Sometimes, a Design Ideas submission doesn’t quite fit with the theme of that EDN section, yet still promises interest for our readers (you). Such is the case with a DC Transformer design that reader Newton Ball recently sent in. The title certainly is catchy.

Newton and I engaged in a bit of friendly debate over the circuit. It looked to me like the core of a forward converter (for you power engineers), or of an isolation amp (for you analog engineers), with explicitly driven synchronous rectification – nothing really new – just a totally generalized implementation or exposition of the circuit.

Newton countered that any capacitance on the primary would be greatly multiplied by the turns ratio (he envisions use in, say, a single-stage 48V-to-1V telecoms converter), reflecting and effectively improving the capacitor characteristics viewed from the secondary, and taking advantage of CV vs.

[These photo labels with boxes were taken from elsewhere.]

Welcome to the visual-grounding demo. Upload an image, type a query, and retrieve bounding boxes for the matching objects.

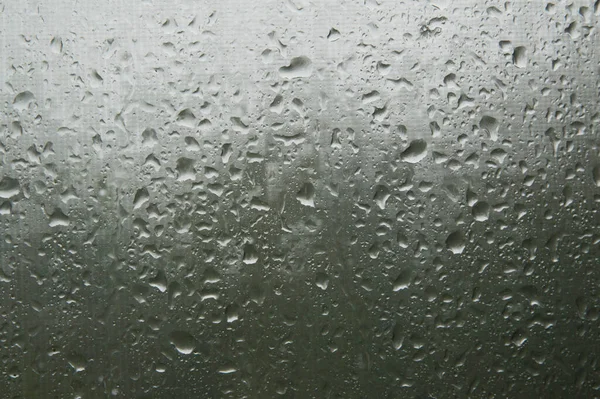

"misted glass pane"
[0,0,600,399]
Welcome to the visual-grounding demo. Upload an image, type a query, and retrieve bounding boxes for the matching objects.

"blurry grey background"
[0,0,600,399]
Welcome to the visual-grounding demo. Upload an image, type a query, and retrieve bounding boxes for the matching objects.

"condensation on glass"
[0,0,600,399]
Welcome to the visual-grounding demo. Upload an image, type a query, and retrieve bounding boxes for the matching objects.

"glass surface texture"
[0,0,600,399]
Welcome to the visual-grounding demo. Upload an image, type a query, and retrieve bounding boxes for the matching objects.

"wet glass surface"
[0,0,600,399]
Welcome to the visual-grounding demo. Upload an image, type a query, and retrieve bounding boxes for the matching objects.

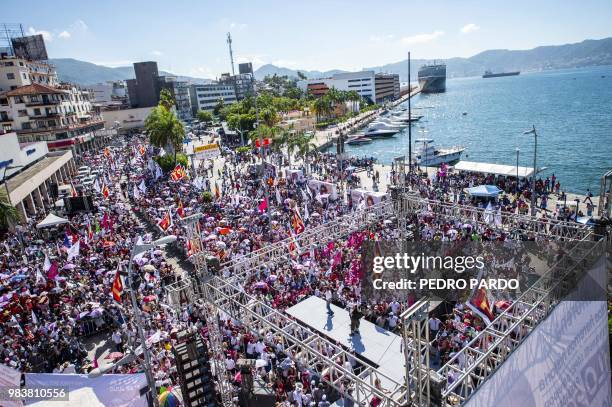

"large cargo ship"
[419,63,446,93]
[482,71,521,78]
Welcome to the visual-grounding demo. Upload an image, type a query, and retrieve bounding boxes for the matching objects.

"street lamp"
[2,165,23,206]
[523,125,538,216]
[514,147,521,198]
[128,235,176,407]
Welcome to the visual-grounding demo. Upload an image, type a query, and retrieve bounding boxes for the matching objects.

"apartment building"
[190,83,238,116]
[297,71,376,102]
[374,73,400,104]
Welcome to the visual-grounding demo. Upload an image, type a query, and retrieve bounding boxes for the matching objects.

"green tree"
[296,133,318,174]
[213,98,224,116]
[159,89,174,110]
[196,110,213,123]
[145,101,185,163]
[0,189,19,230]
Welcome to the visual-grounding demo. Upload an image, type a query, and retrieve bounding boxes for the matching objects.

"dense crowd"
[0,131,584,407]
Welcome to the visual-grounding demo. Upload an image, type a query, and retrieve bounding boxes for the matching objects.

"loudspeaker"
[64,195,96,215]
[173,332,217,407]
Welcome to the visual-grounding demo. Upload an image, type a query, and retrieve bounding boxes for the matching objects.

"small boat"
[363,122,401,138]
[346,135,372,146]
[413,138,465,166]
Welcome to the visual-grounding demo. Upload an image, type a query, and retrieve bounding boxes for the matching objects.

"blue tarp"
[466,185,503,198]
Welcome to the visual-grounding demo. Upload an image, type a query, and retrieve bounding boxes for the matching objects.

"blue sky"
[0,0,612,78]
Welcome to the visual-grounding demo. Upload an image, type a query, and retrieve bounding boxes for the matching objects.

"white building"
[190,83,237,115]
[0,56,59,93]
[297,71,376,102]
[0,132,76,220]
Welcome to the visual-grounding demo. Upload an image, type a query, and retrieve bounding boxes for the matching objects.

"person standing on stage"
[325,287,334,315]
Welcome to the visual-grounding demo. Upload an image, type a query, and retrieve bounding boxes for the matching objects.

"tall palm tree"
[296,133,318,175]
[0,189,19,230]
[145,103,185,163]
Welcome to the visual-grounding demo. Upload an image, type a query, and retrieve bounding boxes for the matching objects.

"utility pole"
[408,51,412,174]
[227,33,236,76]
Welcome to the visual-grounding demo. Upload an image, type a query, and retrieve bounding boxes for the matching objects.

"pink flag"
[257,198,268,213]
[47,262,59,280]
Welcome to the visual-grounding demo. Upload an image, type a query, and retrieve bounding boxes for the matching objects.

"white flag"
[275,188,283,206]
[43,253,51,273]
[68,240,81,261]
[36,266,46,284]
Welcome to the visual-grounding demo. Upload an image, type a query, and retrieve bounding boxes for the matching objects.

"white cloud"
[461,23,480,34]
[272,59,298,68]
[230,22,249,31]
[27,27,53,42]
[400,30,444,45]
[370,34,395,43]
[70,19,89,31]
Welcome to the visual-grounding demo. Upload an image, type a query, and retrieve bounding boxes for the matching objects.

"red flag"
[157,211,172,232]
[257,198,268,213]
[112,269,123,302]
[176,200,185,218]
[102,184,110,199]
[291,209,306,235]
[467,288,495,325]
[47,262,59,280]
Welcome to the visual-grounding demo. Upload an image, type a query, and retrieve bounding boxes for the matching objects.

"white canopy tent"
[36,213,69,229]
[454,161,533,178]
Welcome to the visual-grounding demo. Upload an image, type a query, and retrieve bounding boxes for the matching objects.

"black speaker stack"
[174,332,217,407]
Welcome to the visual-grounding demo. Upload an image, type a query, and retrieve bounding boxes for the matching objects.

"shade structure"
[36,213,69,229]
[465,185,503,198]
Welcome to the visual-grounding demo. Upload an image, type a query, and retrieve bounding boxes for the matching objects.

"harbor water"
[346,66,612,194]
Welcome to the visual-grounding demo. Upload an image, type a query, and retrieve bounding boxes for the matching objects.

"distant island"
[50,37,612,85]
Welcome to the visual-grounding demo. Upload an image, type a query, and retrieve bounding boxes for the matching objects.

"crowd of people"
[0,131,592,407]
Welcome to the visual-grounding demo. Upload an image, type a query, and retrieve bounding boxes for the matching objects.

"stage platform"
[286,295,406,387]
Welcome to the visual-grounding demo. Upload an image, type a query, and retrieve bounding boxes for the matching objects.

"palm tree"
[296,133,318,175]
[0,189,19,229]
[145,103,185,164]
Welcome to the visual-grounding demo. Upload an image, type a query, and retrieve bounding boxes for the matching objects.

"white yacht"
[412,138,465,167]
[363,122,400,138]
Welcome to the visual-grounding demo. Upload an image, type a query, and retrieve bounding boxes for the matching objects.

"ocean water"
[346,66,612,194]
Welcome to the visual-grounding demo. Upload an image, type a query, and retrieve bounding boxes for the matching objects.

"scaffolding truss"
[167,192,591,407]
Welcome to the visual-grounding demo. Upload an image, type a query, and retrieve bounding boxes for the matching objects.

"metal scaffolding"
[167,192,590,406]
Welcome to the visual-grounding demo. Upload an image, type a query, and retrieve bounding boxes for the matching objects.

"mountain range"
[49,58,210,85]
[255,37,612,81]
[50,37,612,85]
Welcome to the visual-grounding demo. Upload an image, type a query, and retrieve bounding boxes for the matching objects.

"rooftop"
[4,83,66,96]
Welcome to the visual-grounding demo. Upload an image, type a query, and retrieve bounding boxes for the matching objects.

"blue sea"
[346,66,612,194]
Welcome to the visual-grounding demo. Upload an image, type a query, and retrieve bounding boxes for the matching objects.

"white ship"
[412,138,465,167]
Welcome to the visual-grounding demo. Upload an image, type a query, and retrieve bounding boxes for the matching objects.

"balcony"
[17,116,104,135]
[25,99,62,107]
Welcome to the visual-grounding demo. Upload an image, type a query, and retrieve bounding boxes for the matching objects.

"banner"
[25,373,147,407]
[193,144,221,160]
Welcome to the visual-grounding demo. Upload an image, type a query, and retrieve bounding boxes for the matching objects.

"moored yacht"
[413,138,465,166]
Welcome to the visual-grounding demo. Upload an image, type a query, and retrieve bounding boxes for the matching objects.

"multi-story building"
[190,83,237,116]
[0,55,59,93]
[297,71,376,102]
[0,83,104,152]
[219,73,255,100]
[158,76,192,120]
[127,61,160,107]
[374,73,400,103]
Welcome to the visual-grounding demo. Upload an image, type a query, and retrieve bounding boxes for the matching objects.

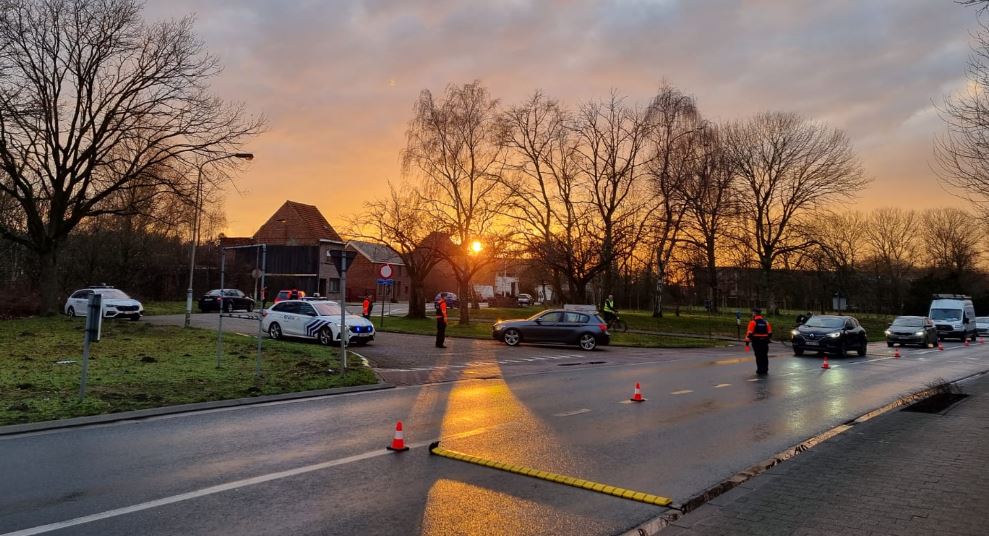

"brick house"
[221,201,344,300]
[347,240,409,301]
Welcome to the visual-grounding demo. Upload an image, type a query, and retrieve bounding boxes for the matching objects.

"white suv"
[65,286,144,320]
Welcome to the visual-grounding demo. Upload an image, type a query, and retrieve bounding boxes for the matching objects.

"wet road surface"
[0,341,989,535]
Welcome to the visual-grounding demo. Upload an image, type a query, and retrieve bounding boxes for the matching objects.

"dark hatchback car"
[791,315,869,356]
[199,288,254,313]
[491,309,611,350]
[886,316,937,348]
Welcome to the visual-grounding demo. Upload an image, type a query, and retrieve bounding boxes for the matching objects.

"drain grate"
[903,393,968,413]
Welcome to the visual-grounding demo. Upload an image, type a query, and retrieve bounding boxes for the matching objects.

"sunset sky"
[146,0,976,235]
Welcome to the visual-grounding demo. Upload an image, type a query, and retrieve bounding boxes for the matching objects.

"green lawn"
[0,317,377,425]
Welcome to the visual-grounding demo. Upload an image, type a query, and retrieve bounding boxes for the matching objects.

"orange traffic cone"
[629,383,646,402]
[387,421,409,452]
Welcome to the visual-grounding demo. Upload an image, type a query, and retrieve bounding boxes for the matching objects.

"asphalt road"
[0,332,989,535]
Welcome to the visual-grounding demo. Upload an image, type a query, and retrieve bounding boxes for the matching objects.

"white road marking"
[0,422,516,536]
[553,408,591,417]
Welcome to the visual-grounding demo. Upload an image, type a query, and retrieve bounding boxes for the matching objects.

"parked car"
[199,288,254,313]
[791,315,869,356]
[975,316,989,337]
[261,300,375,346]
[886,316,937,348]
[927,294,978,341]
[491,309,611,350]
[272,289,306,303]
[63,285,144,320]
[433,292,460,309]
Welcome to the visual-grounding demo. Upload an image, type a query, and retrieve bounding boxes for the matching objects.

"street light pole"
[185,153,254,327]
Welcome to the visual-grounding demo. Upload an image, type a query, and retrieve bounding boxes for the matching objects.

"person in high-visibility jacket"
[745,309,773,376]
[433,294,447,348]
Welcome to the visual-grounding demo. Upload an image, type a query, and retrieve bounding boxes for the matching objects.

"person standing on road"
[361,294,374,320]
[745,309,773,376]
[603,294,618,324]
[433,294,447,348]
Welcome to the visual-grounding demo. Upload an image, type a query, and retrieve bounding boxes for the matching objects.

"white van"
[927,294,978,341]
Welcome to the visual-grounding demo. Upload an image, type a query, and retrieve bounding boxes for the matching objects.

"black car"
[199,288,254,313]
[491,309,611,350]
[886,316,937,348]
[791,315,869,356]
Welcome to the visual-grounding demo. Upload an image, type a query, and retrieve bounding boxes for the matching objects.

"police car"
[261,300,375,346]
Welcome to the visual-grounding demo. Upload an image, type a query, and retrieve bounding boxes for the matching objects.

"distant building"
[220,201,349,300]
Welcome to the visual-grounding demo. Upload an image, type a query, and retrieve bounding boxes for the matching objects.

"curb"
[0,383,395,437]
[621,370,989,536]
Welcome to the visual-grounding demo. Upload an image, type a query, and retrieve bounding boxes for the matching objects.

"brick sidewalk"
[660,375,989,536]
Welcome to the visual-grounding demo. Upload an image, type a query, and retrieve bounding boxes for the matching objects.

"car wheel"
[318,328,333,346]
[268,322,282,339]
[577,333,598,350]
[501,328,522,346]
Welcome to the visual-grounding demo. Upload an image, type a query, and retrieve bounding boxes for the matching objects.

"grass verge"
[0,317,377,425]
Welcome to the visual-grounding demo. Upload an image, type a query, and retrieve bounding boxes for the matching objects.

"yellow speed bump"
[429,441,673,506]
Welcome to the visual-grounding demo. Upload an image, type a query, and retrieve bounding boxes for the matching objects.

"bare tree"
[351,182,442,318]
[0,0,261,313]
[726,112,868,308]
[647,85,707,317]
[865,207,922,314]
[683,126,739,312]
[920,208,981,275]
[402,81,507,325]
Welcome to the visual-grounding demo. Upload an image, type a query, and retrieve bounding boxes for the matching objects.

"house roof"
[347,240,405,265]
[254,201,341,246]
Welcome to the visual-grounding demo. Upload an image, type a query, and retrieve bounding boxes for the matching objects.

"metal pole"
[216,247,227,368]
[185,164,203,327]
[254,244,268,376]
[340,256,347,374]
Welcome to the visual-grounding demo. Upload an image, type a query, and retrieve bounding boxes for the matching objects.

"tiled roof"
[254,201,341,246]
[347,240,404,265]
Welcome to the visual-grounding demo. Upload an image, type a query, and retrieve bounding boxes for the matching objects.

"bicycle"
[608,313,628,333]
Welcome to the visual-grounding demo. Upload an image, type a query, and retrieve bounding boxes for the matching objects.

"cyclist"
[603,294,618,325]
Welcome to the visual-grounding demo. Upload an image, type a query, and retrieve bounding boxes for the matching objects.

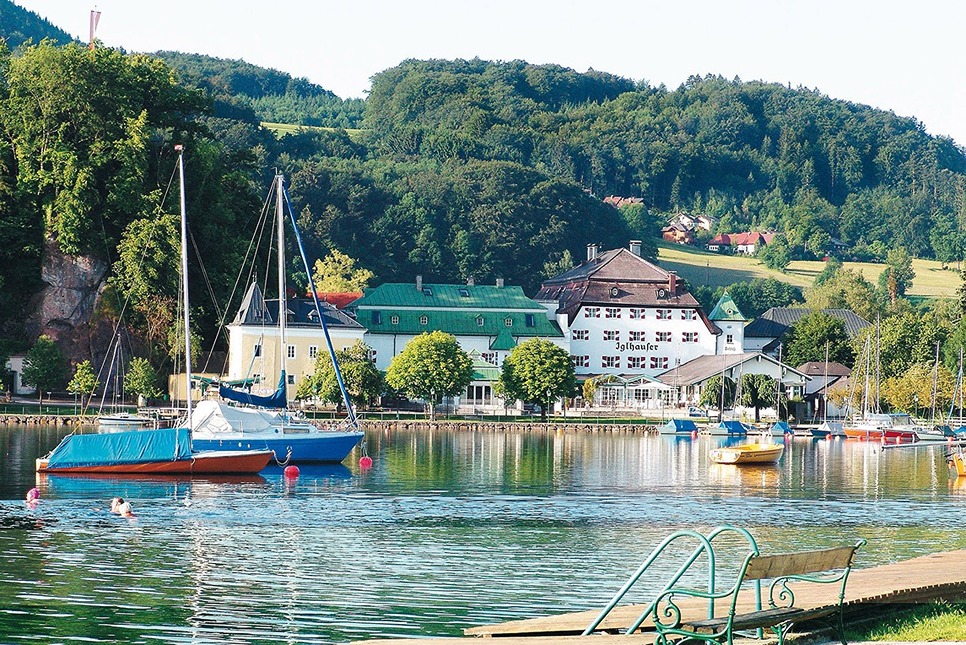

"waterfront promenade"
[360,549,966,645]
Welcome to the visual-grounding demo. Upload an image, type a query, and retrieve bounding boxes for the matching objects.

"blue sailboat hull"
[192,432,364,464]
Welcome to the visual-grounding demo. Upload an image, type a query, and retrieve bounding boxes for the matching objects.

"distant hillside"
[152,52,365,129]
[0,0,74,49]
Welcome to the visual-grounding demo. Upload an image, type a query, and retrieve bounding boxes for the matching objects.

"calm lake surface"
[0,426,966,643]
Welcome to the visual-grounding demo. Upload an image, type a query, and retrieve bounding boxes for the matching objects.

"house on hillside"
[707,232,778,255]
[226,283,366,399]
[797,361,852,423]
[658,352,809,416]
[661,222,697,244]
[535,241,719,380]
[744,307,871,356]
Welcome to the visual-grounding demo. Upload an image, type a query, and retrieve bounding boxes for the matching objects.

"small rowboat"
[710,443,785,464]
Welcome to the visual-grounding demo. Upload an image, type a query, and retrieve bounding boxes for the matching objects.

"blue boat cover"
[664,419,698,432]
[718,421,748,434]
[218,370,288,410]
[771,421,792,434]
[47,428,191,468]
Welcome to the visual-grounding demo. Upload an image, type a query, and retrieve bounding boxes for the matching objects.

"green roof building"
[347,277,570,370]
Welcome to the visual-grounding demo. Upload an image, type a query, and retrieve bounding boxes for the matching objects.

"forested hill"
[0,0,74,49]
[153,52,364,129]
[364,60,966,261]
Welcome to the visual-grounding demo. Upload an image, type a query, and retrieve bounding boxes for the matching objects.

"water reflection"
[0,428,966,643]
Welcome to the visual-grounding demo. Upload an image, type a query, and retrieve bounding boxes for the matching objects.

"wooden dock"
[352,549,966,645]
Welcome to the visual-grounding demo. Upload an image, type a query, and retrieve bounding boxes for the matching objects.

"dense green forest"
[0,0,966,378]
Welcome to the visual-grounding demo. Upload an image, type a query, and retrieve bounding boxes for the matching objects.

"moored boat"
[709,442,785,464]
[36,146,272,475]
[37,428,272,475]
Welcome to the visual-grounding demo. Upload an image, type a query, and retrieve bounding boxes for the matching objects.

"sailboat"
[191,174,365,463]
[37,145,272,475]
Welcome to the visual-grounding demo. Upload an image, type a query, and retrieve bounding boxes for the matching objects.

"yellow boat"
[710,443,785,464]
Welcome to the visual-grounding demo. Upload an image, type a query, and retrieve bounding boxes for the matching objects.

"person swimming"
[111,497,134,517]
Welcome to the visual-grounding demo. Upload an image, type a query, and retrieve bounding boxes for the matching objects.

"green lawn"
[657,242,960,298]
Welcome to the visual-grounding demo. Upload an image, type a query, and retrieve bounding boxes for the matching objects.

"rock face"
[26,239,108,362]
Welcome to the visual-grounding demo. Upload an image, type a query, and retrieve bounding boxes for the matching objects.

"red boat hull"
[37,450,274,475]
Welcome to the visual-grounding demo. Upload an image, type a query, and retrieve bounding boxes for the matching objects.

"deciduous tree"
[386,331,473,420]
[21,336,68,403]
[497,338,577,421]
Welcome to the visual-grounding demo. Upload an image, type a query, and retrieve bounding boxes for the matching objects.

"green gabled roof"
[490,327,517,352]
[708,291,747,322]
[348,282,543,311]
[470,349,500,381]
[356,307,563,338]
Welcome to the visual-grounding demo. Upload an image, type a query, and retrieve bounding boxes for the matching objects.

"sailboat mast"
[174,144,191,420]
[275,173,288,389]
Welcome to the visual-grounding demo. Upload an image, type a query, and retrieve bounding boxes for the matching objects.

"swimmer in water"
[111,497,134,517]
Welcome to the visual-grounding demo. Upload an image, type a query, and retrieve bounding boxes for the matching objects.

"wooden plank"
[745,546,855,580]
[464,547,966,637]
[355,634,654,645]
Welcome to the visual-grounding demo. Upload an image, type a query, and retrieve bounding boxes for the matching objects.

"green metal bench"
[650,540,865,645]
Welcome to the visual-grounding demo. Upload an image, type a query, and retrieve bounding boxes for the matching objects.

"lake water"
[0,427,966,643]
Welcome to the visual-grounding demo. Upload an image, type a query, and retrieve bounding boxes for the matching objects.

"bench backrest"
[744,546,857,580]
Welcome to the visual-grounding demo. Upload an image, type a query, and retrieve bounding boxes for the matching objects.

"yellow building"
[226,284,366,400]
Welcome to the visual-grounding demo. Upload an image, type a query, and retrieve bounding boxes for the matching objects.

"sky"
[13,0,966,145]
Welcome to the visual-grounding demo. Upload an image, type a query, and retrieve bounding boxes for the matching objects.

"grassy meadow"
[657,242,960,298]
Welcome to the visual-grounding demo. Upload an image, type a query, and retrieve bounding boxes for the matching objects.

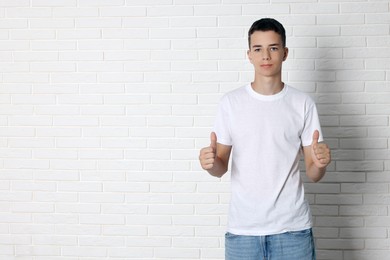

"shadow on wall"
[298,38,389,260]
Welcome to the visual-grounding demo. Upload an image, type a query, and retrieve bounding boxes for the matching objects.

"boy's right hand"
[199,132,217,170]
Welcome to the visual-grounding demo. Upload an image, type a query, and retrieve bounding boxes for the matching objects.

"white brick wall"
[0,0,390,260]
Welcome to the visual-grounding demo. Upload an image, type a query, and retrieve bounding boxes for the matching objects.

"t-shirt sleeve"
[301,98,324,146]
[214,96,232,145]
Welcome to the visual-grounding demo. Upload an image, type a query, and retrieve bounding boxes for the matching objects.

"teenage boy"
[199,18,331,260]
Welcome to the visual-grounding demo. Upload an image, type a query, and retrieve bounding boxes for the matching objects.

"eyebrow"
[252,43,280,48]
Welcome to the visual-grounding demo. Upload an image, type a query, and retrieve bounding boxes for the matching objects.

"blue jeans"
[225,228,316,260]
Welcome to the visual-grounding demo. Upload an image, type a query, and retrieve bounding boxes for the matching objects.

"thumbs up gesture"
[199,132,217,170]
[311,130,331,168]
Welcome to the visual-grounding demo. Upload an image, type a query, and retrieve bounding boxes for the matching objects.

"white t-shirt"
[214,84,322,236]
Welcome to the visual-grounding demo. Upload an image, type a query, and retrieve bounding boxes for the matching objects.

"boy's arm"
[303,130,331,182]
[199,132,232,177]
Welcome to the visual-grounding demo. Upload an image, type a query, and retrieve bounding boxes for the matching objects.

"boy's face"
[248,31,288,77]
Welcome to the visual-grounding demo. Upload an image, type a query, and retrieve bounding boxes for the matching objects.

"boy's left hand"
[311,130,331,169]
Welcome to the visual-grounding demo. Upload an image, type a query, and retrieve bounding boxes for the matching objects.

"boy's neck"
[251,79,284,96]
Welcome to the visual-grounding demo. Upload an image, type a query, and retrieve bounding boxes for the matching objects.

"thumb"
[210,132,217,150]
[312,130,320,145]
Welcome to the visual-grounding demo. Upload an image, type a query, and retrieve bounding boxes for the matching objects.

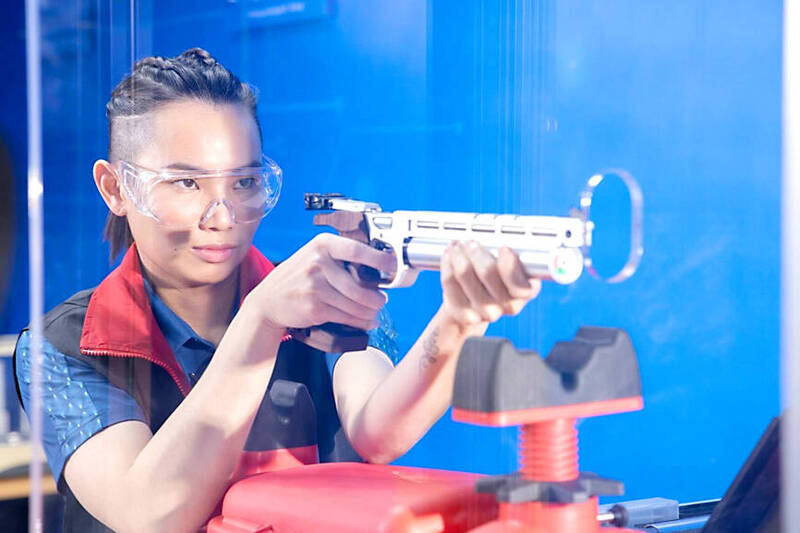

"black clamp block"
[475,472,625,503]
[453,326,642,413]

CV2 (volume vs. energy) proportionalities.


Figure 1  Once you get past all the lines, it’s an H-bridge on the primary, and another on the secondary (which are reversible like a “real” transformer), switched by eight floating gate drives.

 

He’s done some basic testing: The circuit above was constructed, using toroidal cores for the drive and main transformers. In operation, it successfully passed substantial power in both directions.

I of course browsed the interwebs in research mode, looking at, among other things, synchronous rectifiers.

Newton continues:

Transformers, AC or “DC”, provide a continuous, nearly instantaneous, link between ports, and are completely reversible. This continuous linkage, or referral, or reflection, works for voltage, or for current, in proportion to turns ratio. Near instantaneous reflection of impedance is by the square of turns ratio.

This quality is of importance in the original intended use, 48V to <1V conversion in data centers, inspired by an EDN article. It is difficult to get enough capacitance at the sub-1V level to support current surge demand. The DC transformer reflects every microfarad at the 48V supply input as ≥482 microfarads at the ≤1V level. This reflection is very quick, and independent of reversal (switching) rate.

So, do you think this generalization ad absurdum of a forward converter pulls back the curtain to reveal a hitherto unconsidered attribute of the architecture?

Or is it what I like to call a “Partly-baked Idea”? Interesting to ponder, but not of practical value. Not yet anyway.